ごくありふれたスーパーだと思う。物価には疎いけど、売値はおそらく特別高くも安くもないだろう。頑張って移動すればもっと安売りの店もあるのかもしれないが、特に平日は帰り道に夕食の買い物などしたいので、結局ここに寄ることが多い。夜遅くまで開いているのもありがたい。

このスーパーのレジに「推しメン」がいた。
二十歳過ぎくらいかな、という年齢の男子。
別に他の店員さんの態度や作業に問題があるわけではないのだが、彼のレジ対応は頭一つ抜けていた。柔らかな表情で「いらっしゃいませ」を言い、スムーズに商品をレジに通し、ポイントカードやお釣りを丁寧に受け渡ししてまた柔らかく「ありがとうございました」で締める。露骨に「キビキビしています!」という雰囲気を出すのではなく、全てをごく自然にこなしているのが良かった。

毎回彼のいるレジをわざわざ選んでいたわけではないが、しょっちゅうお店に行くので途中で顔は覚えてもらえたようだった。

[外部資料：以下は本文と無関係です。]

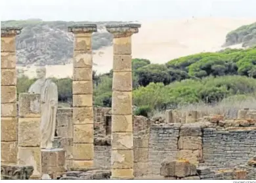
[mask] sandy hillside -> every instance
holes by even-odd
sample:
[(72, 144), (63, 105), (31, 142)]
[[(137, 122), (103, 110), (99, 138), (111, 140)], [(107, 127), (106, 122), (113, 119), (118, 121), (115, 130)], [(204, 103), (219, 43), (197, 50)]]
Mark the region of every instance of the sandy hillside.
[[(221, 49), (228, 32), (256, 19), (200, 18), (141, 22), (139, 33), (133, 35), (133, 57), (148, 58), (152, 63), (165, 63), (171, 59), (200, 52)], [(232, 47), (240, 47), (235, 45)], [(106, 47), (94, 55), (97, 73), (112, 68), (112, 47)], [(18, 67), (21, 68), (21, 67)], [(35, 75), (34, 66), (24, 68), (25, 74)], [(72, 75), (72, 64), (47, 66), (47, 77)]]

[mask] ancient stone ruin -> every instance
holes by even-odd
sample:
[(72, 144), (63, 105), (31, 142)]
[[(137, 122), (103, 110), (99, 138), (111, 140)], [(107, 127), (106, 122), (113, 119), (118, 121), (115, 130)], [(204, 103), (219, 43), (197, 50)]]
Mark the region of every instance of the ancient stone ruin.
[(237, 119), (201, 111), (133, 115), (131, 36), (140, 26), (106, 26), (114, 35), (112, 108), (93, 105), (96, 25), (68, 28), (75, 43), (73, 107), (66, 108), (57, 108), (43, 68), (17, 105), (15, 36), (22, 29), (1, 29), (2, 179), (256, 178), (255, 110), (241, 110)]

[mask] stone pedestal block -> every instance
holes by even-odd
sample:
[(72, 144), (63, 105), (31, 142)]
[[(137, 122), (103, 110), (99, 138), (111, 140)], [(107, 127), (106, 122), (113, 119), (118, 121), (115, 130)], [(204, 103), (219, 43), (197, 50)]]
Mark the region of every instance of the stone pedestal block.
[[(83, 24), (68, 28), (74, 33), (73, 72), (73, 121), (74, 167), (93, 166), (93, 52), (91, 36), (97, 31), (96, 24)], [(89, 161), (90, 163), (85, 162)]]
[(16, 35), (21, 28), (1, 28), (1, 163), (17, 162)]
[(139, 24), (106, 26), (114, 35), (112, 178), (133, 178), (131, 35)]
[(41, 150), (41, 154), (43, 174), (48, 174), (51, 178), (56, 178), (65, 172), (64, 149)]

アクシデントで前の客の対応が長引いた時に「すみませんお待たせして」「いやいや大丈夫ですよ」などとほんの少しルーティンから外れた会話をするのも楽しかった。

彼の姿を見かけなくなってしばらく経つ。
辞めたのだろうが、何もわからない。知るすべがない。
大学を卒業したのか、もっといい働き口が見つかったのか、それとも単に飽きたのか、何もわからない。
そもそも彼の年齢も、学生なのかどうかも、何もわからない。
名前すら、名札についていた名字は目に入っていたはずだが、もはやぼんやりとしか記憶にない。

わざわざ他の店員さんに確かめるほどのことではない。
近況が知りたいとか、接客に好感を持っていたことを伝えたいとか、友達になりたいとか、全然そういうことではない。
悲しいというほど悲しいわけでも、寂しいというほど寂しいわけでもない。

でもたまに、ああもう会うことはないんだなあ、と思うことがある。

という話。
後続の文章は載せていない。